Friday Night (Data Retention) Fever

Here is a real case that happened just a couple of days ago, while helping an ISP to find a way to handle the deletion of data after the mandatory term imposed by the Eu Data Retention Directive expires. Whatever the solution, thank to the rigidity of the provisions, a law will not be obeyed.


  •  ? The automatic processing of the data-deletion is usually made so that a script matches daily the data-creation date with the current date, and if the match says that the retention term is expired, then the script delete the data,
  • The only exception is a “freeze” order issued by a Court or a prosecutor. In this case it is possible to avoid the requested data to be destroyed,
  • The “freeze” order are notified either by fax, secure email or direct order to the “Protocol department” (that handles the incoming communications, and that “route” the messages to the concerned people),
  • While when the offices are closed there is always at least one resource belonging to the technical department to be alerted in case of urgency, the administrative offices just shut down the curtains of Friday at – say – 5P.M.,

– let’s say that a secure mail or a fax containing the “freezing” order arrives when the Protocol Department is closed. This means that the request will be processed the next day,

– let’s say that the “freezing” order concerns data that are going to be destroyed the very same Friday night when the order arrived,

What happens is that the “freezing” order arrived timely, before the data were destroyed, but since the internal route of the order is handled when the term is expired, the data have been deleted.

A possible solution could be to extend the deleting time frame of three days (thus accounting for the week-end gap) but it doesn’t work.
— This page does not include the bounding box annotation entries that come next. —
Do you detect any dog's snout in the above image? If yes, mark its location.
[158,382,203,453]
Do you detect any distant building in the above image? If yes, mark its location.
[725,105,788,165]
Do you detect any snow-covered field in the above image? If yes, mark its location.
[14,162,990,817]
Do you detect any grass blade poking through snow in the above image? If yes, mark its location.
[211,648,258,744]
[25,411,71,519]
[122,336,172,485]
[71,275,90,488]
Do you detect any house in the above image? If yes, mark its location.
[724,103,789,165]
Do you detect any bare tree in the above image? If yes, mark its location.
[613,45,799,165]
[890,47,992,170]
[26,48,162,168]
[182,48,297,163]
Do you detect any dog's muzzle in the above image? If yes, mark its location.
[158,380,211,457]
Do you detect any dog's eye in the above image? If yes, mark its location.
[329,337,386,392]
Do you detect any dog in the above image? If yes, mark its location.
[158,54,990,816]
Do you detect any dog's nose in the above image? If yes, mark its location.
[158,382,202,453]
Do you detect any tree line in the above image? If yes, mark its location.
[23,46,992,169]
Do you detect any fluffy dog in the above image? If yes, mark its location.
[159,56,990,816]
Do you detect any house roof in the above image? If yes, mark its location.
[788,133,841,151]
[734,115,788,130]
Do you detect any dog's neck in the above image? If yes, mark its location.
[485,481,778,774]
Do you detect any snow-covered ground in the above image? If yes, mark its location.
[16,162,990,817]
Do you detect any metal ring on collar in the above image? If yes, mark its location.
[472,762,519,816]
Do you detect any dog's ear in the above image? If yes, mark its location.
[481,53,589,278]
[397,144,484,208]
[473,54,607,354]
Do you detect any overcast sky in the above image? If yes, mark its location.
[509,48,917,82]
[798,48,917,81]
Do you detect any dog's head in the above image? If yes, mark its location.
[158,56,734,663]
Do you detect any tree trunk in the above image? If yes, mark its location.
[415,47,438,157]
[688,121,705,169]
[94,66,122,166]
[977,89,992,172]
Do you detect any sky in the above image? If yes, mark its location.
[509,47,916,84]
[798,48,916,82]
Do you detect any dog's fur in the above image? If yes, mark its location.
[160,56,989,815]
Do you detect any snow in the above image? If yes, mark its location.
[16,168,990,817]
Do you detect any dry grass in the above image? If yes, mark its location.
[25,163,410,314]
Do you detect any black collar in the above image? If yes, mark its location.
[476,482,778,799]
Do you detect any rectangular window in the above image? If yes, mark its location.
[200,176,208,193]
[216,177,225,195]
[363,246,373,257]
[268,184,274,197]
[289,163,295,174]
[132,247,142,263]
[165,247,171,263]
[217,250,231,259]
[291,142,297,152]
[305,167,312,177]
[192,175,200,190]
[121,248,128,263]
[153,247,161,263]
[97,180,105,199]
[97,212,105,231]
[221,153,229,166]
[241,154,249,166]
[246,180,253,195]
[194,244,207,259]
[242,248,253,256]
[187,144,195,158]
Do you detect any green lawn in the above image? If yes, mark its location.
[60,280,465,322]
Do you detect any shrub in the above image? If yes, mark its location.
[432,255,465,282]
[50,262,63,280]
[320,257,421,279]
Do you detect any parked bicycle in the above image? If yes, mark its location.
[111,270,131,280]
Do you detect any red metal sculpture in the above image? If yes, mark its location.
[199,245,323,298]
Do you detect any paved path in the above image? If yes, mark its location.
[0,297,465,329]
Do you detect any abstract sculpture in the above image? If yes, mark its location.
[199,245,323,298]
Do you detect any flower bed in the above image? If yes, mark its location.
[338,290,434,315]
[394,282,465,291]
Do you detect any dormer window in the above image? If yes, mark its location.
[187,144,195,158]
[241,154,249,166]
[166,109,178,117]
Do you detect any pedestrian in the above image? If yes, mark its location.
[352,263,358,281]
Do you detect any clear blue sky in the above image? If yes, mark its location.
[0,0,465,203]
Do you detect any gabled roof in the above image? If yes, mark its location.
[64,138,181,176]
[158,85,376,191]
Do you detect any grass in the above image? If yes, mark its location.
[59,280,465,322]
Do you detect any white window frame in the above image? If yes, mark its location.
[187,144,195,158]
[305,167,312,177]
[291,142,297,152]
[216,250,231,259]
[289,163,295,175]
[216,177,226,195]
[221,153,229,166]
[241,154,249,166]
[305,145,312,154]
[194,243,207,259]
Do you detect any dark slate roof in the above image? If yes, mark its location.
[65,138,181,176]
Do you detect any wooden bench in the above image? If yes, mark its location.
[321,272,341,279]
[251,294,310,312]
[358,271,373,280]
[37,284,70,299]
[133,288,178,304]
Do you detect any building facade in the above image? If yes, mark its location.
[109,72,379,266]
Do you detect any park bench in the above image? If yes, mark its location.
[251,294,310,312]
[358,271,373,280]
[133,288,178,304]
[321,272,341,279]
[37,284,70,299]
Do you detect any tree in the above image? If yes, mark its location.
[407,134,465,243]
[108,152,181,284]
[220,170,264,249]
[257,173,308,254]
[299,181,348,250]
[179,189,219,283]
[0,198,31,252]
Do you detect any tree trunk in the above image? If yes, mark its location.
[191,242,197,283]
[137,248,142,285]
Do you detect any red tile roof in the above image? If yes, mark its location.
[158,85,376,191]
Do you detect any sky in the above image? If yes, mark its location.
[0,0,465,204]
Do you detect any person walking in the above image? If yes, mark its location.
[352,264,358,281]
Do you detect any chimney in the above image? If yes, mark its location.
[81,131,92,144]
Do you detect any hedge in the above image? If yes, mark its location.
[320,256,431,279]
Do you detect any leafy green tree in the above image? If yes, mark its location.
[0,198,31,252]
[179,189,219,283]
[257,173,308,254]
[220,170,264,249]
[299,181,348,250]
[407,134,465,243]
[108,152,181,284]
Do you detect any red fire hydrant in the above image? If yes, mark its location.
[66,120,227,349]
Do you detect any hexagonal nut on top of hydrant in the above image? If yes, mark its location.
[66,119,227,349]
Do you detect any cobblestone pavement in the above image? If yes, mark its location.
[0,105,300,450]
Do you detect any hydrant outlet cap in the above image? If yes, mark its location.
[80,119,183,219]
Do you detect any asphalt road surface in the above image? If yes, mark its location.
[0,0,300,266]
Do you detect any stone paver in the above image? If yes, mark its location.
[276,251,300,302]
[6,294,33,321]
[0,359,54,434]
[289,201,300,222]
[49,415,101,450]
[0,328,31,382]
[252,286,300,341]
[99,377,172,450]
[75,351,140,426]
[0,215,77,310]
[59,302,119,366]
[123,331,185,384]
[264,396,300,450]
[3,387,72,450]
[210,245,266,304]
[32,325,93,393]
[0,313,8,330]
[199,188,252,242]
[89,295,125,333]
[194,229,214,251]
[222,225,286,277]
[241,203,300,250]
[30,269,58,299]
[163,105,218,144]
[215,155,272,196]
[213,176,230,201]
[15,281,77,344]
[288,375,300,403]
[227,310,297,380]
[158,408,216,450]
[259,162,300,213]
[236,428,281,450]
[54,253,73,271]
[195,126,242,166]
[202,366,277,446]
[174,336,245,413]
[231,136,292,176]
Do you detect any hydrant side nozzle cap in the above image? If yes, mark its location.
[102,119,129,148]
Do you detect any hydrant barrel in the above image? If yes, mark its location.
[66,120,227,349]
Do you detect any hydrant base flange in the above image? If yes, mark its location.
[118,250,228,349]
Here is why.

If I have to destroy the data on Friday, and I kept it until Monday just to check if some Court order has been notified in the meantime, it might happens that on the very same Monday a Court order might be notified in relationship to the Friday-to-be-deleted data (when the data are supposed not to exist anymore).

So, if I follow the DRD I must refuse to comply with the Court order because though the data are there, they can be processed only if the Court order were notified within the original term. On the other hand, I can’t refuse to obey to a Court order, if I still have the concerned information.

A contemporary version of the Buridan’s Ass Paradox.